The FAA had read Delta 1989 to be in Cleveland airspace and ordered Cleveland Center to watch for Delta 1989 as a suspected hijacking. A Cleveland controller thought he heard "Get out of here" and "We have a bomb on board" coming from Delta 1989. The Delta pilot denied any cockpit intrusion and stated that everyone on board was fine. It was later confirmed that the transmission had come from United Airlines Flight 93, which was in the same vicinity as Delta 1989, and would later crash into a field in Shanksville, Pennsylvania, after the passengers and crew revolted against the hijackers. The NORAD Northeast Air Defense Sector (NEADS) became aware of Delta 1989 right after the crash of American Airlines Flight 77 into The Pentagon at 09:37 when Boston Center called NEADS at 09:41 EDT and told NEADS of the suspicions regarding Delta 1989. At 09:42 EDT, the FAA ordered all aircraft in flight to land at the nearest airport. NEADS dispatched fighter aircraft from Ohio and Michigan to intercept the flight, though Delta 1989 never turned off its transponder and NEADS never lost radar contact with the aircraft. NEADS, the FAA Herndon Command Center, and Cleveland Center tracked Delta 1989 until its eventual landing.

=== Landing ===
After pilots reported an unruly Middle Eastern passenger and due to confusion and lack of communication between Boston and Cleveland, Delta ordered Flight 1989 to land at Cleveland. The flight reversed course over Toledo, Ohio, and landed uneventfully in Cleveland at 09:47, some six minutes after Boston Center called NEADS and told of Delta 1989. The Federal Bureau of Investigation (FBI) and city SWAT team evacuated the airport and held the aircraft at gunpoint on the tarmac for two hours, though all passengers were cleared. After an investigation by local and FBI authorities, it was concluded there was no threat aboard Delta 1989. As noted by the 9/11 Commission report, "During the course of the morning, there were multiple erroneous reports of hijacked aircraft. The report of American 11 heading south—after American 11 had already crashed into WTC 1—was the first; Delta 1989 was the second".

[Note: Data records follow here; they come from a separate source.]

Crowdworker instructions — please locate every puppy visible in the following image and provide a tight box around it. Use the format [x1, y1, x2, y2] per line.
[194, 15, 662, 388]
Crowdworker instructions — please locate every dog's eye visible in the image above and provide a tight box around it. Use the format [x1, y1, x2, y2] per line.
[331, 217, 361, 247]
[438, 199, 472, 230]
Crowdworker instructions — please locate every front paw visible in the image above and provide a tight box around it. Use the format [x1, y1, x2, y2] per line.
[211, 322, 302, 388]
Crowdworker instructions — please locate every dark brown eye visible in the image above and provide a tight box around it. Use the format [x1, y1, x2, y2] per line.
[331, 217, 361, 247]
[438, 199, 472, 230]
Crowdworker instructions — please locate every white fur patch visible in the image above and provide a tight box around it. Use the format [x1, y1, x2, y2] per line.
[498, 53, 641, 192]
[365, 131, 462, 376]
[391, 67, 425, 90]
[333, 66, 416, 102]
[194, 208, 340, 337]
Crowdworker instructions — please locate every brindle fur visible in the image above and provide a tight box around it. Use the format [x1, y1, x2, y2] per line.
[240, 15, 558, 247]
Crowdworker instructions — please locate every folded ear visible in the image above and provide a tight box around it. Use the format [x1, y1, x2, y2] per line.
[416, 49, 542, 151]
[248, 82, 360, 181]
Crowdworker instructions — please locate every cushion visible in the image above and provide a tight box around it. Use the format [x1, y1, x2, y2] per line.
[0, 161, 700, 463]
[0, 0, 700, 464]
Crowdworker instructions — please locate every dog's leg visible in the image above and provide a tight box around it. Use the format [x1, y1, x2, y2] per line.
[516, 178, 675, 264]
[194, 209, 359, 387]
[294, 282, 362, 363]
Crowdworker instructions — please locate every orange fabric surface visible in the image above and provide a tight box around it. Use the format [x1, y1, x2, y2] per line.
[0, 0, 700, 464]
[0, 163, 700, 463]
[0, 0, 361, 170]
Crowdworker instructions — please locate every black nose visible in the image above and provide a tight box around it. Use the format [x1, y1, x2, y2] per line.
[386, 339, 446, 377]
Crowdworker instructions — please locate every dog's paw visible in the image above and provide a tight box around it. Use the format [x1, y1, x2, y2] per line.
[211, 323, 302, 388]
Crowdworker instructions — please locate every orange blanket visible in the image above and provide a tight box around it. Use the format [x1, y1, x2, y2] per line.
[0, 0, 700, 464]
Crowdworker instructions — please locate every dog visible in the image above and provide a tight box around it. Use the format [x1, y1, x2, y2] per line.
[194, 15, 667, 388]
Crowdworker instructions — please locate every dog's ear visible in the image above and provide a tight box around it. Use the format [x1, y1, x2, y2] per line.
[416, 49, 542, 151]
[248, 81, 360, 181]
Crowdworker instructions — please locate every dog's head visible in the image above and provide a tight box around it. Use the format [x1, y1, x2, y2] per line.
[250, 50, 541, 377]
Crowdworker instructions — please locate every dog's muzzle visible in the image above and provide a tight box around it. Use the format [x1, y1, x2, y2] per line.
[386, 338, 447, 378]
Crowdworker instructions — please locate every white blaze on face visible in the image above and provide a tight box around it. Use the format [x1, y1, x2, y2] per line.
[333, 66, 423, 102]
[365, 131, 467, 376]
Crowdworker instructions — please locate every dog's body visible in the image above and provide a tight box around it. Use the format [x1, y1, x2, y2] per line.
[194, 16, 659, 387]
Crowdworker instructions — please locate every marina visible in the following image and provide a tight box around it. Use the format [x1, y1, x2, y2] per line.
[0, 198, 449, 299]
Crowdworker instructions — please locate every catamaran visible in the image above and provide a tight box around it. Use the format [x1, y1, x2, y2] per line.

=== Consolidated timeline ===
All times EDT and actions are taken from the official 9/11 Commission Report and public testimony:

- 08:05: Delta Flight 1989 departed Boston Logan International Airport bound for Los Angeles.
- 09:19: FAA New England regional office contacted the Herndon Command Center about their suspicion that Delta 1989—having come from the same airport as the two aircraft that struck the World Trade Center—was a potential hijack target and asked Herndon to relay a request that Cleveland Center notify Delta 1989 to increase cockpit security. Herndon then ordered controllers to send a cockpit warning to Delta 1989.
- 09:32: A Cleveland controller thought he heard "Get out of here" and "We have a bomb on board" coming from Delta 1989. The Delta pilot denied any cockpit intrusion and stated that everyone on board was fine.
- 09:41: NORAD Northeast Air Defense Sector (NEADS) became aware of Delta 1989 right after the crash of American Airlines Flight 77 into the Pentagon when Boston Center called NEADS and told NEADS of their suspicion regarding Delta 1989.
- 09:42: FAA ordered all aircraft in flight to land at the nearest airport.
- 09:45: United States airspace is shut down. No commercial airplanes are allowed to take off, and all commercial aircraft in flight are ordered to land at the nearest airport as soon as possible.
- 09:47: Delta 1989 landed safely in Cleveland, Ohio.

==Aftermath==
Delta Air Lines still uses Flight 1989 on its international service from their main hub at Hartsfield–Jackson Atlanta International Airport to Daniel Oduber Quirós International Airport in Liberia, Costa Rica, as operated by a Boeing 737-900ER. N189DN is still in operation, though it had been stored from March 2020 until early 2021, due to the COVID-19 pandemic. On July 24, 2023, the aircraft suffered severe, but ultimately superficial, damage as a result of a hailstorm after departing from Milan, Italy.